会社を離れた日、仕事の人間関係はどれだけ残るのか

結論から言うと:定年は、二回あります。ひとつは制度上の定年、つまり退職日。もうひとつは、名刺が使えなくなった瞬間に、仕事上の人間関係の多くが失効する日。私たちはこれを「名刺定年」と呼ぶことにしました。多くの場合、二つは同じ日にやってきます。そして準備できるのは、そのずっと前です。

名刺定年とは何か

定義

名刺定年(めいしていねん)とは、会社の名刺——社名・肩書き——が使えなくなった瞬間に、仕事上の人間関係の多くが効力を失う現象を指す言葉です。退職日という制度上の区切りとは別に、「人間関係の定年」が存在する、という考え方です。
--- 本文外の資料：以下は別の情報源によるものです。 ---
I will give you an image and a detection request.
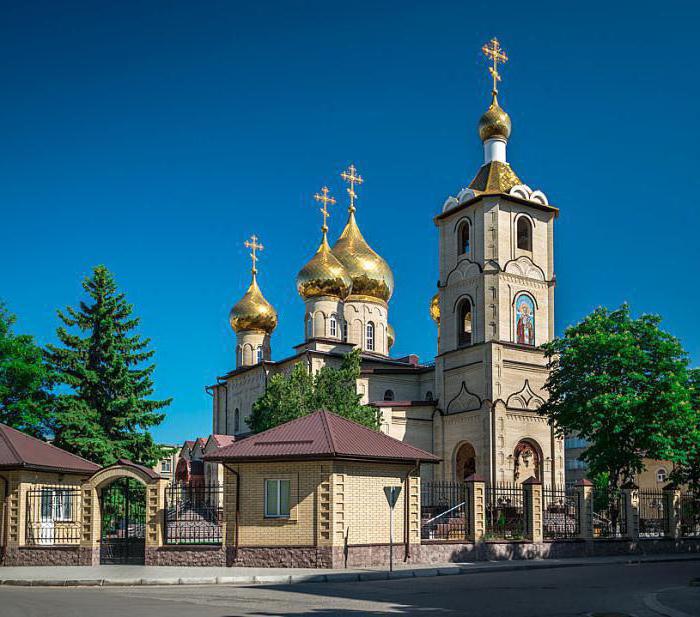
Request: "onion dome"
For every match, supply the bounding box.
[297,228,352,300]
[228,272,277,334]
[479,93,511,141]
[430,293,440,325]
[333,208,394,302]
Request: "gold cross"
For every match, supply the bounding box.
[314,186,335,233]
[481,38,508,94]
[340,165,364,212]
[243,235,265,274]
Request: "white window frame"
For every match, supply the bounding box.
[264,478,292,518]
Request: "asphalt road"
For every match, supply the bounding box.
[0,561,700,617]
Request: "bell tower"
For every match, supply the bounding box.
[431,39,564,484]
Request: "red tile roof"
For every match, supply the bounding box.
[0,424,100,475]
[205,411,440,463]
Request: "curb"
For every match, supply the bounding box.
[0,554,700,587]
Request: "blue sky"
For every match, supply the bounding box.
[0,0,700,442]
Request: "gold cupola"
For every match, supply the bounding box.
[228,236,277,334]
[333,165,394,302]
[297,186,352,300]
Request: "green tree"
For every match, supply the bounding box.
[540,304,694,491]
[249,350,379,433]
[0,302,51,437]
[46,266,170,465]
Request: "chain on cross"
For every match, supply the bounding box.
[340,165,364,212]
[481,38,508,95]
[314,186,335,234]
[243,235,265,274]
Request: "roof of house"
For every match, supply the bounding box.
[0,424,100,475]
[205,411,440,463]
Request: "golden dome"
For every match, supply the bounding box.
[297,228,352,300]
[228,272,277,334]
[430,293,440,325]
[333,211,394,302]
[479,94,511,141]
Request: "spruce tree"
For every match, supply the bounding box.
[46,266,171,465]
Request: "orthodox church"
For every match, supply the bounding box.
[208,39,564,485]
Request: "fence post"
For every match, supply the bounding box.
[622,483,639,540]
[663,483,681,540]
[464,474,486,543]
[574,478,593,540]
[523,477,543,542]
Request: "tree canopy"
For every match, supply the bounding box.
[540,304,696,487]
[46,266,170,465]
[248,350,379,433]
[0,302,52,437]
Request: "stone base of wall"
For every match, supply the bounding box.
[146,545,226,566]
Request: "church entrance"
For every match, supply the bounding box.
[455,443,476,482]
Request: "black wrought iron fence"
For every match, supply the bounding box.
[542,486,581,540]
[593,488,627,538]
[165,484,224,544]
[639,489,665,538]
[25,484,81,546]
[680,493,700,537]
[421,482,469,540]
[486,484,526,540]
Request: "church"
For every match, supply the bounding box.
[208,39,564,485]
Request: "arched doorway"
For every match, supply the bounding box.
[99,477,146,565]
[455,442,476,482]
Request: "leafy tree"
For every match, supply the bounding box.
[0,302,51,437]
[46,266,171,465]
[540,304,694,491]
[249,350,379,433]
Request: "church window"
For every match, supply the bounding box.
[516,216,532,251]
[514,294,535,346]
[457,298,472,345]
[459,221,471,255]
[365,321,374,351]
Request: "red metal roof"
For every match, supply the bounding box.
[205,411,440,463]
[0,424,100,475]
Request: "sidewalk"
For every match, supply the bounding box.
[0,555,700,587]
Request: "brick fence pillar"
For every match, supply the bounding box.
[523,478,543,542]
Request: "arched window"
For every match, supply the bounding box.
[516,216,532,251]
[457,298,472,345]
[365,321,374,351]
[459,221,471,255]
[514,294,535,345]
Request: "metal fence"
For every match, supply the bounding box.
[164,484,224,544]
[421,482,469,540]
[593,488,627,539]
[542,486,581,540]
[25,485,81,546]
[639,489,666,538]
[486,484,525,540]
[680,493,700,537]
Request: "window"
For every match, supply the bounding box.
[458,221,471,255]
[265,480,292,518]
[366,321,374,351]
[457,298,472,345]
[516,216,532,251]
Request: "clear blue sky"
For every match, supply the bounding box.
[0,0,700,442]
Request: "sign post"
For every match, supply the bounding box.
[384,486,406,572]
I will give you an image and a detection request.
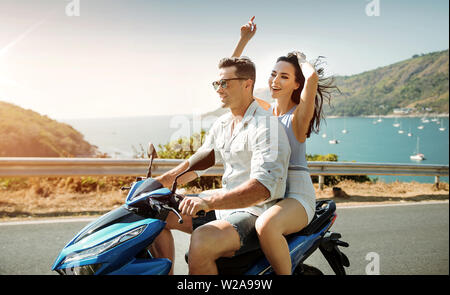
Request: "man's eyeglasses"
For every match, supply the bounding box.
[212,78,247,90]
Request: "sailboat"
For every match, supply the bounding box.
[392,117,400,128]
[439,119,445,131]
[409,137,425,161]
[408,126,412,137]
[398,123,405,134]
[328,126,339,144]
[328,139,339,144]
[342,118,348,134]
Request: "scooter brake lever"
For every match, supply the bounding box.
[161,205,183,224]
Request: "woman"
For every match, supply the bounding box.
[233,17,336,275]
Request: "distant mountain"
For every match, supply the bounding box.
[0,101,100,157]
[205,50,449,116]
[202,88,273,118]
[326,50,449,116]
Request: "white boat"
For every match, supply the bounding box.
[439,120,445,131]
[398,123,405,134]
[392,117,400,128]
[341,117,348,134]
[409,137,425,161]
[408,127,412,137]
[409,154,425,161]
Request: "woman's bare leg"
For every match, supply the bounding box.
[255,198,308,275]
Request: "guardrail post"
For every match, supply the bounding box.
[434,176,439,189]
[319,175,325,191]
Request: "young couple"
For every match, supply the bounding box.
[151,19,334,275]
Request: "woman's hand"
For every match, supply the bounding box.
[241,17,256,41]
[231,17,256,57]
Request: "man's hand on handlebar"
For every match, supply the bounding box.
[178,197,211,217]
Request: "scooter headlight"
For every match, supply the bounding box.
[56,263,102,275]
[61,224,147,264]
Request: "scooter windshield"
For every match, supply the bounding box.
[127,178,163,202]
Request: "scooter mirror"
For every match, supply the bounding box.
[187,149,216,171]
[147,142,158,158]
[147,142,158,178]
[172,149,216,193]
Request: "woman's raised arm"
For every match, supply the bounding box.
[231,17,256,57]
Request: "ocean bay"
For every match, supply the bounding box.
[64,115,449,183]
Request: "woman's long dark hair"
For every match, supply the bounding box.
[277,52,340,138]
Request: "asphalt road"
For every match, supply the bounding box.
[0,202,449,275]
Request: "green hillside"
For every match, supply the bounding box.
[326,50,449,116]
[0,101,98,157]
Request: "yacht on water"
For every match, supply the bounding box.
[439,120,445,131]
[409,137,425,161]
[392,117,400,128]
[328,139,339,144]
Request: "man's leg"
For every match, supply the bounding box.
[189,220,240,275]
[189,212,259,274]
[150,212,192,275]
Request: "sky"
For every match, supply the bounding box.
[0,0,449,119]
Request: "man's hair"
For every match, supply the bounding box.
[219,56,256,91]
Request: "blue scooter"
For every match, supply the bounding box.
[52,144,350,275]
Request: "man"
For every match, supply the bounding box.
[152,57,291,274]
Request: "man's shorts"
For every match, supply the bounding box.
[192,210,260,256]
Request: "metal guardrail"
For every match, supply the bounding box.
[0,157,449,188]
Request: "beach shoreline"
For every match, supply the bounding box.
[0,180,449,222]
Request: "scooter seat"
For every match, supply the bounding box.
[184,200,336,275]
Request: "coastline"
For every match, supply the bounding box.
[326,114,449,119]
[0,180,449,223]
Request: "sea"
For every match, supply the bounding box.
[62,115,449,183]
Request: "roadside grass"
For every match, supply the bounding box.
[0,177,449,220]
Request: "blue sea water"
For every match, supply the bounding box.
[65,116,449,182]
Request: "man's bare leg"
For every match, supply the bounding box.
[150,212,192,275]
[189,220,241,275]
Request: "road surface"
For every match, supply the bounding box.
[0,202,449,275]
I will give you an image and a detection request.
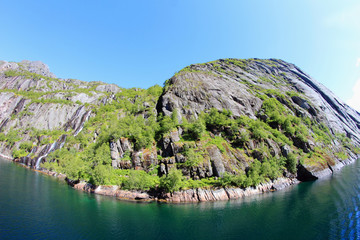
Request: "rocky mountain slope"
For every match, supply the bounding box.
[0,59,360,201]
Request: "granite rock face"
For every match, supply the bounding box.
[158,59,360,142]
[0,59,360,202]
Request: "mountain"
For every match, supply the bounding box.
[0,59,360,202]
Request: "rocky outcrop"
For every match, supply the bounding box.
[0,59,360,202]
[163,178,299,203]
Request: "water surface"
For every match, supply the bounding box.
[0,160,360,239]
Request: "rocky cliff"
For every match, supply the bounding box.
[0,59,360,202]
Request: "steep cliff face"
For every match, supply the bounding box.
[160,59,360,142]
[0,60,121,161]
[158,59,360,180]
[0,59,360,201]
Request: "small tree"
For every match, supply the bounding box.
[160,169,183,192]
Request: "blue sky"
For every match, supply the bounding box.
[0,0,360,110]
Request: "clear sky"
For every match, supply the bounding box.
[0,0,360,110]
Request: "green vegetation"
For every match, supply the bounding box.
[0,59,360,196]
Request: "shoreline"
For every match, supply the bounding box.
[0,153,360,203]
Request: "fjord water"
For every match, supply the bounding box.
[0,159,360,239]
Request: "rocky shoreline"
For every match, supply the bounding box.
[0,154,360,203]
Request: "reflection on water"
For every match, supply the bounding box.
[0,161,360,239]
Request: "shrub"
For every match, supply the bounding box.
[160,168,184,192]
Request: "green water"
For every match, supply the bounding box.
[0,160,360,239]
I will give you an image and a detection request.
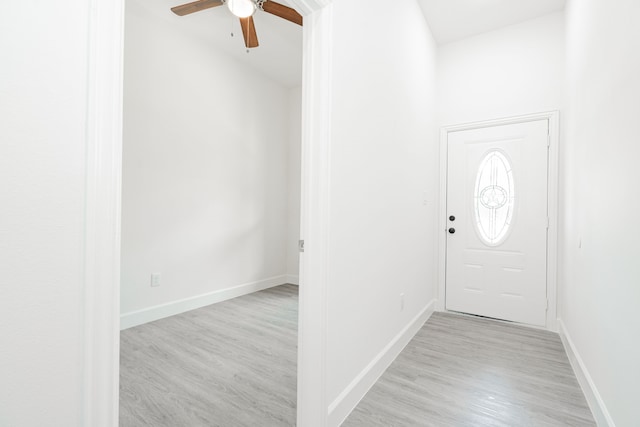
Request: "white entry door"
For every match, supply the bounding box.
[445,120,549,326]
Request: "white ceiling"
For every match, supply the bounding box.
[146,0,302,87]
[145,0,565,87]
[418,0,565,44]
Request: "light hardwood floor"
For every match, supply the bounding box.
[120,285,298,427]
[343,313,595,427]
[120,285,595,427]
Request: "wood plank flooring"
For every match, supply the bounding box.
[120,285,595,427]
[120,285,298,427]
[343,313,595,427]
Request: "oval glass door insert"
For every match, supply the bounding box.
[474,150,515,246]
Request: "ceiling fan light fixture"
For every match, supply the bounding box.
[226,0,256,18]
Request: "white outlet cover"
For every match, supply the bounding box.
[151,273,162,287]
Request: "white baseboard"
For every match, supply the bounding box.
[120,274,290,330]
[558,319,615,427]
[285,274,300,285]
[328,300,436,426]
想像してみてください。いま、スマートフォンの連絡先には何百人という仕事の相手が入っているはずです。名刺ホルダーには、何年分もの出会いが並んでいる。では、そのうち、会社を離れたあとも連絡を取り合う相手は、何人いるでしょうか。

この問いに、多くの人は答えに詰まります。考えたことがないからです。そして考えたことがないのは、考える必要がなかったからです。

なぜ人間関係は残らないのか——信頼は「看板」に紐づいている

結論から言うと:仕事上の信頼の多くは、あなた個人ではなく、会社の看板に紐づいているからです。取引先があなたの電話に出るのは、あなたが「○○社の△△さん」だからであって、その信頼は名刺と一緒に会社へ返却される——これが名刺定年の正体です。
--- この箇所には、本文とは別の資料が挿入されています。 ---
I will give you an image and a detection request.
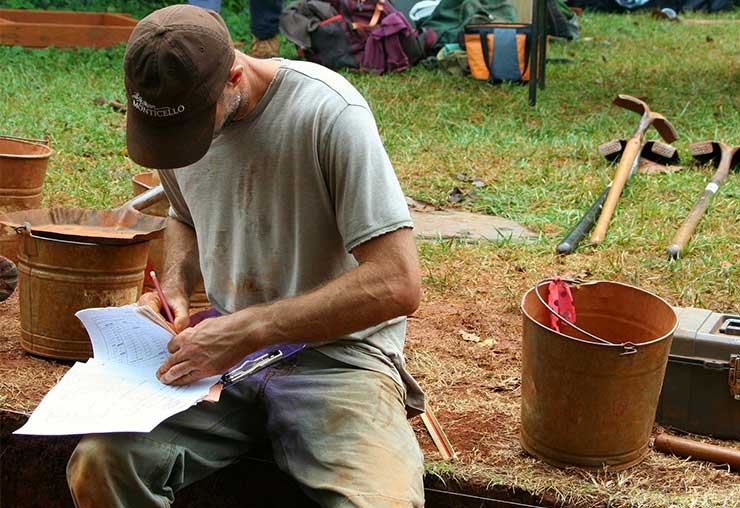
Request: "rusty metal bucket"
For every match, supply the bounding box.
[0,136,52,262]
[0,187,165,360]
[132,171,211,310]
[520,281,678,471]
[0,136,51,212]
[18,232,149,360]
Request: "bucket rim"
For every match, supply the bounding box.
[15,226,149,247]
[0,135,54,159]
[519,278,678,350]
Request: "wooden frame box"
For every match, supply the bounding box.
[0,9,137,48]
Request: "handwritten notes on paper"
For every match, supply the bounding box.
[15,305,218,435]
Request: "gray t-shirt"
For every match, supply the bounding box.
[159,60,424,414]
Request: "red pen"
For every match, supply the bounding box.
[149,270,175,324]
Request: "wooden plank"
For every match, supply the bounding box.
[0,9,136,48]
[104,13,139,26]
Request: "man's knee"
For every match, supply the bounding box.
[67,434,128,498]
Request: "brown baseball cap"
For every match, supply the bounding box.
[123,5,234,169]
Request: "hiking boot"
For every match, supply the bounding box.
[249,35,280,58]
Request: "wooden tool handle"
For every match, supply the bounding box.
[667,185,719,259]
[591,138,642,243]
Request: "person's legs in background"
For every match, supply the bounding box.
[188,0,283,58]
[188,0,221,12]
[249,0,283,58]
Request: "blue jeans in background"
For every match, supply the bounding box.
[188,0,283,40]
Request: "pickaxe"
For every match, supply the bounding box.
[557,139,678,254]
[591,95,678,243]
[668,141,740,259]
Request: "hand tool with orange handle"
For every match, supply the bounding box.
[591,95,678,244]
[668,141,740,259]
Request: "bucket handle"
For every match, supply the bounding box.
[0,134,49,146]
[534,279,637,356]
[13,222,39,257]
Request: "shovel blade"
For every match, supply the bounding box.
[642,141,679,165]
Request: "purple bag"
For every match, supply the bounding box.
[280,0,436,74]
誤解しないでほしいのは、これはあなたの実力が足りないという話ではないということです。実力と、実力を流通させる信頼のネットワークは、別のものです。組織の中では、会社への信頼と自分への信頼を区別する必要がありません。だから、区別できないまま何十年も過ぎる。これは判断の誤りではなく、組織で長く働いた人に共通する構造です。

キャリア論では、この信頼のネットワークを社会資本と呼びます。社会資本とは、その人が持つ人とのつながり・信頼の蓄積のことです。スキルや経験の蓄積である人的資本がどれだけ厚くても、それを受け取ってくれる社会資本がなければ、経験は流通しません。名刺定年とは、言い換えれば「会社から借りていた社会資本の返却日」です。

自分の名刺定年を知る、3つの問い

結論から言うと:次の3つの問いに答えると、いまの自分がどれだけ会社の看板に依存しているかが見えてきます。紙に書き出す必要はありません。頭の中で数えるだけで十分です。
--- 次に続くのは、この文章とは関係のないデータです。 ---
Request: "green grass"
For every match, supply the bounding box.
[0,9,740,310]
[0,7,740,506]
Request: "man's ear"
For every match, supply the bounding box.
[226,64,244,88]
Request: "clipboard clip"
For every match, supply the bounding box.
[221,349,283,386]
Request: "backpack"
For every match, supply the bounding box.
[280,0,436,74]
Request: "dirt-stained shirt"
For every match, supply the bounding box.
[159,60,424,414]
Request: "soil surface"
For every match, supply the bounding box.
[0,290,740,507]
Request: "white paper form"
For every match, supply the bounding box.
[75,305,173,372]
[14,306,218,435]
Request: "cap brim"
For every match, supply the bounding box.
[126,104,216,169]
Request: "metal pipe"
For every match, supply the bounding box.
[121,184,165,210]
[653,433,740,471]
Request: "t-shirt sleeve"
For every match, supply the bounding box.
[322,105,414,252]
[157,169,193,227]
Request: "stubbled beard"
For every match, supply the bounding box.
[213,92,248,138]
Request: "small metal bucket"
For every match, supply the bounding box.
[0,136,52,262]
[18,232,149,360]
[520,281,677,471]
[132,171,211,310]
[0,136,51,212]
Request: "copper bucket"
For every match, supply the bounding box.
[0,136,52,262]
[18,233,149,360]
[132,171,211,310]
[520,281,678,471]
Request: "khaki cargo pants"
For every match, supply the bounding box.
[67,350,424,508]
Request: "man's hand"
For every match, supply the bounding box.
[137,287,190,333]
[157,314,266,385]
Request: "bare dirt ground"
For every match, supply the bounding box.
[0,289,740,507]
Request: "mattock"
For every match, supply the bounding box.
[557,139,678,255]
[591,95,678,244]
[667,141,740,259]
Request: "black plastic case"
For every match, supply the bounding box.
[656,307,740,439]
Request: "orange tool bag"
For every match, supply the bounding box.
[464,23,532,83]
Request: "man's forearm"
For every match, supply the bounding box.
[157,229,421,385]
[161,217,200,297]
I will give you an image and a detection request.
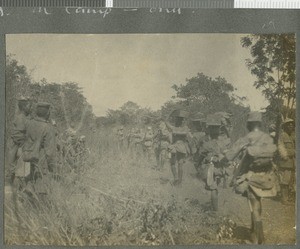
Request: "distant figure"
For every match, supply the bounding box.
[166,110,192,185]
[7,97,31,189]
[23,102,57,198]
[278,119,296,204]
[117,126,125,149]
[225,112,277,244]
[199,114,230,211]
[191,112,208,172]
[154,121,172,170]
[269,124,276,143]
[143,126,154,159]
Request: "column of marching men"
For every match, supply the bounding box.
[7,98,296,244]
[117,109,296,244]
[7,97,89,201]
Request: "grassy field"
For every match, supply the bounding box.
[4,131,294,246]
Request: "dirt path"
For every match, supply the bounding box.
[5,157,296,244]
[84,158,295,244]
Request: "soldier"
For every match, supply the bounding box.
[225,112,277,244]
[215,112,232,139]
[154,121,172,170]
[23,102,56,199]
[278,119,296,204]
[8,97,31,188]
[143,126,154,159]
[200,114,230,211]
[166,110,192,185]
[191,112,207,171]
[117,126,125,149]
[269,124,276,143]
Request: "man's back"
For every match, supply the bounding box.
[24,118,56,173]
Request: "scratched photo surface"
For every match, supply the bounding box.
[4,33,296,246]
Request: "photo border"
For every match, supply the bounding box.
[0,8,300,248]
  1. 会社名や肩書きを使わずに自己紹介をする機会が、この1年に何回あったか。
  2. 過去1年間に、社外の人から仕事の相談・紹介・依頼を受けたことがあるか。
  3. 今の会社を離れたあとも個人的に付き合いが続くと思える仕事関係の相手を、実名で何人挙げられるか。

3つ目の問いで挙がった人数が、いまのあなたの「持ち出し可能な社会資本」のおおよその姿です。少なかったとしても、落ち込む必要はありません。ほとんどの人がそうだからです。大切なのは、退職日より前にこの数字を知っておくことです。

名刺定年は、避けられるのか

結論から言うと:名刺定年そのものは避けられませんが、その影響は小さくできます。方法は、会社の看板に頼らない信頼——個人としての社会資本——を、在職中から育てておくことです。その最初の一歩が、経験の言語化です。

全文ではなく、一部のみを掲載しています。